While James would go on to achieve his biggest successes in the crossover jazz field, The Lost 1965 New York Studio Sessions further underlines just how willing he was to both play by and significantly bend the rules of jazz early in his career.

Jazz Times

Before he became one of the biggest stars of smooth jazz, pianist Bob James was finding his voice. His first two albums might stun many of his present-day fans. His debut, 1963’s Bold Conceptions, is daring bebop with free-jazz fringes, and 1965’s Explosions is an avant-garde adventure, one of the first jazz records to incorporate electronics. Now, 55 years after its parts were recorded, comes The Lost 1965 New York Studio Sessions, and it continues the explorations James undertook before he went mainstream.

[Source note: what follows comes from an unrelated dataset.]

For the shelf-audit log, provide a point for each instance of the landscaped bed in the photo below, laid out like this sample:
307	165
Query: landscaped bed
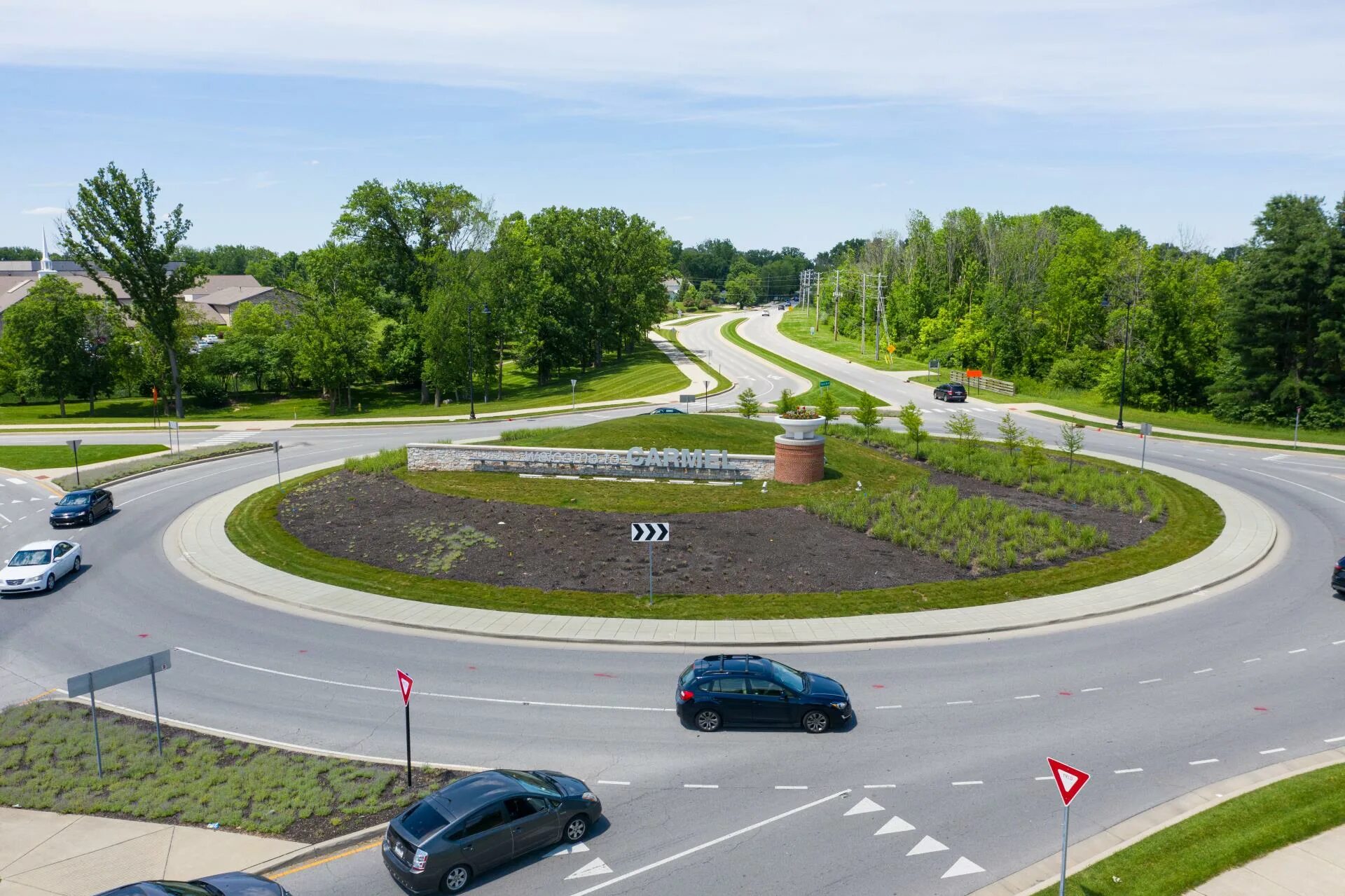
48	763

The album captures two trios nine months apart. They’re very different. The first, with bassist Larry Rockwell and drummer Robert Pozar, is alternately melodic and out there. The covers include a sprightly bop take on Leroy Anderson’s “Serenata”. “Variations” is the weirdest tune, pitting James’ lovely melody against noises whose origins aren’t completely identifiable but call to mind horror-movie scenes and cartoon violence sound effects.

The second trio, with bassist Bill Wood and drummer Omar Clay, takes a more traditional approach, the kind that James would employ again 30 years later with his superb trio album Straight Up. Two standards — Sonny Rollins’ “Airegin” and Miles Davis’ “Solar”— get straightforward hard-bop treatments, and the old big-band ballad “Indian Summer” acquires a makeover as a quiet trio piece. The nine-minute “Long Forgotten Blues” lets each musician put his own imprint on an uncredited blues. Notable is that this ambitious, talented, and very young pianist resists any urge to throw a lot of notes at the wall. The Lost 1965 New York Studio Sessions unearths a missing piece of a major star’s development.